A royal chemist who served two crowns, straddling the line between alchemy and what would become modern chemistry.
The Man
Nicaise Le Fébure (c. 1610–1669) was apothecary and chemist to Louis XIV before being recruited by Charles II to serve the English court. His main work, A Compleat Body of Chymistry (published in French 1660, English translation 1664), was one of the standard chemistry textbooks of the era. It went through multiple editions and was widely read by anyone serious about chemical practice.
The Book
A Compleat Body of Chymistry is a practical manual: how to distill, how to prepare medicines, how to work with metals and minerals. Le Fébure organized chemical operations systematically and emphasized hands-on technique. But it’s also thoroughly embedded in alchemical theory — he discusses the philosophical principles of matter alongside his recipes. The book doesn’t distinguish between “real chemistry” and “alchemy” because that distinction hadn’t been drawn yet.
The Transitional Moment
Le Fébure represents a specific moment in the history of science: after Paracelsus had made chemistry medically respectable, but before Robert Boyle and others stripped away the alchemical framework.
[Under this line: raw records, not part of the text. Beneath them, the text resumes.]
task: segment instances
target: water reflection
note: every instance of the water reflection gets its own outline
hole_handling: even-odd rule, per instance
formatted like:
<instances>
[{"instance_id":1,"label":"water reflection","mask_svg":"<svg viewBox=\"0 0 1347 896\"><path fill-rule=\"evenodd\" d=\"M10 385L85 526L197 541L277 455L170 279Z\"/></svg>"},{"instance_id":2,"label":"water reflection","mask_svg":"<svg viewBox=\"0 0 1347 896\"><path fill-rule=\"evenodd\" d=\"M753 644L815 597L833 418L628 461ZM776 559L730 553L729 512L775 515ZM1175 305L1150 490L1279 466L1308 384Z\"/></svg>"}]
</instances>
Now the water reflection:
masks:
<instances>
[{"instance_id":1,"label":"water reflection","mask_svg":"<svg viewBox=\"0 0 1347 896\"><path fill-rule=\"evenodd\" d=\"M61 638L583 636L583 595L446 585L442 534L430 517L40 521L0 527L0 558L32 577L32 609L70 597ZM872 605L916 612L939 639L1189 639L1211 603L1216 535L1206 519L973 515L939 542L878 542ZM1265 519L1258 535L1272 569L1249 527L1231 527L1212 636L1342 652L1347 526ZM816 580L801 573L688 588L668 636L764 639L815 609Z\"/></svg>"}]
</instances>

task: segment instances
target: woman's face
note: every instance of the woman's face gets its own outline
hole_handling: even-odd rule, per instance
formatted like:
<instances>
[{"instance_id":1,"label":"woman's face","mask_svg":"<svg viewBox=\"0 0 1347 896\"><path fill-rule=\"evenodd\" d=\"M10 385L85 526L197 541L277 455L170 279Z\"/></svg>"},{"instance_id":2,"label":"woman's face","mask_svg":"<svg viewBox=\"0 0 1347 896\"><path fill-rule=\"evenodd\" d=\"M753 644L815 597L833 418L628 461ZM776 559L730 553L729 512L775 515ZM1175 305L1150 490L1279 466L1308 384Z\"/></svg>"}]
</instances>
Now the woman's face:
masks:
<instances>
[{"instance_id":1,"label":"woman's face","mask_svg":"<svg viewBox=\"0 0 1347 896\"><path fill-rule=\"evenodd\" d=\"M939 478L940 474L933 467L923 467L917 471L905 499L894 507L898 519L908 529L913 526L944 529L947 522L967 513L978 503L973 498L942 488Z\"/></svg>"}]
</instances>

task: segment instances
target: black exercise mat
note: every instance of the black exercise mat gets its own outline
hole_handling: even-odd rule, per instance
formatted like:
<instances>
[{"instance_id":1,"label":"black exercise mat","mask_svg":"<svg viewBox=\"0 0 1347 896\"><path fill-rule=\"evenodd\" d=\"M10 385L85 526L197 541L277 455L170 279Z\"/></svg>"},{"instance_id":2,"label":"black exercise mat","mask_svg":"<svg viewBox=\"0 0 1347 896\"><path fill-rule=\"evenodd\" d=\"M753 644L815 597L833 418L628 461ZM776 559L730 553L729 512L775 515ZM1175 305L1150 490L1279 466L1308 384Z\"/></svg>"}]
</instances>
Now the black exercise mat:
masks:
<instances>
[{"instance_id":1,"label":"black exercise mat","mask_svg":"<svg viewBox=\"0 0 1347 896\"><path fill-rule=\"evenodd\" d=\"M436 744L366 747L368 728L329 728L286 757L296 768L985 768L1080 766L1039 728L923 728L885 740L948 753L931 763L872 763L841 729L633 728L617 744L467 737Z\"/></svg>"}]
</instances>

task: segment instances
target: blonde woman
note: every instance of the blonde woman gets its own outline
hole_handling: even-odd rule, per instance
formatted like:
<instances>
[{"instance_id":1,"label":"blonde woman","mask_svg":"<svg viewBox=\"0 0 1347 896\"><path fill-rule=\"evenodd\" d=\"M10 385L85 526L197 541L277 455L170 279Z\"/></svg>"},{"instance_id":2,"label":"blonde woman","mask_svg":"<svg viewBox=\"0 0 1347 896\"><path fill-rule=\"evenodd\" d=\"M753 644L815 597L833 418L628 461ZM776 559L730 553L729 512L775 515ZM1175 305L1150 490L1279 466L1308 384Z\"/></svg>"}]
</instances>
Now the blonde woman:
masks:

His work was empirical and useful — the medicines he prepared actually worked (sometimes). But his explanations of why they worked relied on theories about sulfur, mercury, and salt as fundamental principles that Newton and his generation were already moving beyond.
In the Novel
Le Fébure appears in the context of the period’s chemical and alchemical practices. His work sits in the background of the novel’s depiction of natural philosophy — the messy, transitional period when practical chemistry, alchemical theory, and emerging scientific method all coexisted in the same laboratories and the same minds.